Lev Timofeev (Russian: Лев Миха́йлович Тимофе́ев, born 1936) is a Russian economist, political commentator and novelist. The son of a high-ranking government official, Timofeev graduated from the Moscow State Institute of International Relations.
In the late 1960s and 70s, Timofeev worked as a journalist for Moscow magazines such as Novy Mir and Kommunist. Timofeev's 1985 book The Technology of the Black Market or the Peasant Art of Starving was published in the West by Telos Press. The book presented a harsh condemnation of the Communist economic system.
Timofeev was arrested and sentenced to 11 years of hard labour and internal exile on the grounds of "anti-Soviet propaganda". He was freed in 1987 by a special decree signed by Mikhail Gorbachev. In the late 1980s, Timofeev published Referendum magazine and served as chairman of the Moscow Helsinki Committee for Human Rights, a human rights watchdog. Timofeev became one of the most vocal proponents of economic liberalization in Russia.

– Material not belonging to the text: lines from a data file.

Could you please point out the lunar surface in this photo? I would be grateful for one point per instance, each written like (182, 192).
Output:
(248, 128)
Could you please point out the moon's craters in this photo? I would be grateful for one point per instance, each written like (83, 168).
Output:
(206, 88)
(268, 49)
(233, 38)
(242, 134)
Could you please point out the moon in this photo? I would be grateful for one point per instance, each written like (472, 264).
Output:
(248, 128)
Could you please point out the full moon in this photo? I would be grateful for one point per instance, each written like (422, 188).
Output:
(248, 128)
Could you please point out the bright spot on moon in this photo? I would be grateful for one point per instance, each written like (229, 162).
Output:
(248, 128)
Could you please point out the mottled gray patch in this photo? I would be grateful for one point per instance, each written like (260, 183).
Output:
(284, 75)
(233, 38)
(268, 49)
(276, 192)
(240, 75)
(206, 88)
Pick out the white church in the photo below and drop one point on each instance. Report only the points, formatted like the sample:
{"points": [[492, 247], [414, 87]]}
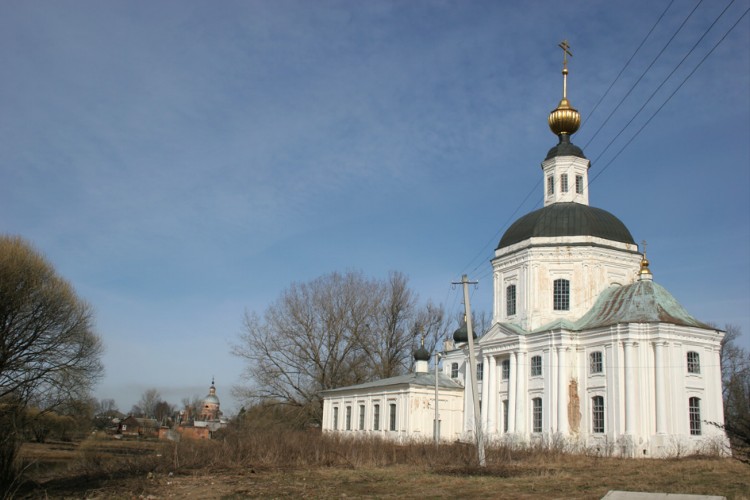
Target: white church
{"points": [[584, 348]]}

In 1993 Timofeev ran for parliament on the Democratic Russia ticket. He was appointed professor at the Russian State Humanitarian University, Timofeev was for many years director of the Center for Research on Extralegal Economic Systems and advised the government of Boris Yeltsin. In the mid-1990s he joined the Transnational Radical Party and became a member of its General Council. Timofeev is one of the leading theorists of drug decriminalization.
In early 2000 Timofeev retired from politics and teaching and embarked on a career of a novelist: since 2004 he published three novels and a collection of short stories. His 2006 novel Negative was nominated for the Booker Prize. Between 2011 and 2015 Timofeev regularly published his short stories in the Russian Riviera magazine.
Lev Timofeev has three children: Sofiya, Yekaterina and Anton.